O título do livro “Não Diga Nada” deriva de um poema do irlandês Seamus Heaney (1939-2013), Prêmio Nobel de Literatura de 1995. O poema é sobre a lei de silêncio que imperava e ainda impera na Irlanda do Norte. “O livro trata, na realidade, de como digerimos nosso passado”, diz Keefe. O repórter frisa que, “nos anos mais” tensos, “a maioria da população da Irlanda não apoiava a violência” nem dos conterrâneos nem dos ingleses e de seus aliados locais. “Mas o Ulster [Irlanda do Norte] era uma sociedade muito dura, os católicos estavam sendo discriminados, não tinham bons empregos, não podiam ter acesso ao poder político, e isso gerou simpatia pela ‘causa’.”
Keefe buscou inspiração para contar a história do IRA, sobretudo na caracterização dos personagens e na elaboração da trama, na literatura de John Le Carré e Frederick Forsyth e em reportagens de Gabriel García Márquez (que foi repórter), como “Notícia de um Sequestro” (Record, 320 páginas, tradução de Eric Nepomuceno), e de Philip Gourevitch, “Gostaríamos de Informá-lo de que Amanhã Seremos Mortos com Nossas Famílias” (Companhia das Letras, 353 páginas, tradução de José Geraldo Couto).

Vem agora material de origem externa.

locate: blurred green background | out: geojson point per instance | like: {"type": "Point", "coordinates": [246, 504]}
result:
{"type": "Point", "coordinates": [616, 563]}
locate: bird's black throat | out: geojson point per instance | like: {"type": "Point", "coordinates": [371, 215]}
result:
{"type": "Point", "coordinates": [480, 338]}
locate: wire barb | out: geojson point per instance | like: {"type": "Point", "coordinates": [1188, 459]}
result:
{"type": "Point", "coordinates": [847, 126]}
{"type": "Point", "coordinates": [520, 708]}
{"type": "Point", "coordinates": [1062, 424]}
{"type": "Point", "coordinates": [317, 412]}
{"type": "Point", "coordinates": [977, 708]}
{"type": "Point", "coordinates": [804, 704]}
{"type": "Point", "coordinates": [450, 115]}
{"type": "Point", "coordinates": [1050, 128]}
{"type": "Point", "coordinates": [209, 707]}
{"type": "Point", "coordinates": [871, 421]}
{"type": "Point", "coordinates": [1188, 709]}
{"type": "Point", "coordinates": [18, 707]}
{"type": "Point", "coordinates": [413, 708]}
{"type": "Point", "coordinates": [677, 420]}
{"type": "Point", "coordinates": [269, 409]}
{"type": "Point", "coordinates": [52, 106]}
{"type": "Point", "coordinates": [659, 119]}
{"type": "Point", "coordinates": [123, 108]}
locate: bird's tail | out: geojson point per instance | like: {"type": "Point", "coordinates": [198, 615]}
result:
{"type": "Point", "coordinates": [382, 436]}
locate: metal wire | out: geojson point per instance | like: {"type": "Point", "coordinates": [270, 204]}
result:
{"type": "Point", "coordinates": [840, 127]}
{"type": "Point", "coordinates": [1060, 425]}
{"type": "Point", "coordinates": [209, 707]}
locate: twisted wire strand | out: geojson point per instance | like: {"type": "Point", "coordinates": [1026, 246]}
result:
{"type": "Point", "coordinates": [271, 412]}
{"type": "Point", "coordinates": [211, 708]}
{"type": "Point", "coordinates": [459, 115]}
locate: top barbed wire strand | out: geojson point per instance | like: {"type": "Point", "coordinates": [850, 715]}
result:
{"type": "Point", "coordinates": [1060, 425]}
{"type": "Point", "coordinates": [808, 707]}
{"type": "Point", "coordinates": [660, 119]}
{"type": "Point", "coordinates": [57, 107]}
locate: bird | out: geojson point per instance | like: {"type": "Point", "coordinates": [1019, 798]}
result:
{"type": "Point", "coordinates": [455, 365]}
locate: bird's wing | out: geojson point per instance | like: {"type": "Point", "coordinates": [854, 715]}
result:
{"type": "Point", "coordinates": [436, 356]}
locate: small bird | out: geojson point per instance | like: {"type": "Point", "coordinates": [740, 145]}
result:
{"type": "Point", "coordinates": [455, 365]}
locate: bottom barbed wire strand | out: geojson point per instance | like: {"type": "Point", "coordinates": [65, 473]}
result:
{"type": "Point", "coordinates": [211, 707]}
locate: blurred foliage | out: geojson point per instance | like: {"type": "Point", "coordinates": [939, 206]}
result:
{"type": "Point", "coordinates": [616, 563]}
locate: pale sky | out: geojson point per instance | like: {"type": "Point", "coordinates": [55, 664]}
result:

São “obras que mostram como aproximar-se literariamente da violência”, assinala o jornalista.
Companhia das Letras, Objetiva, Intrínseca e Record, para citar quatro editoras, devem ficar atentas ao premiado e elogiadíssimo livro de Keefe, um jornalista tido como rigoroso, notável e dono de um texto de escritor. “Não Diga Nada” foi considerado como o “melhor livro de 2019” pelos jornais “New York Times”, “Washington Post” e “The Times”. Portanto, editores patropis, mãos à obra.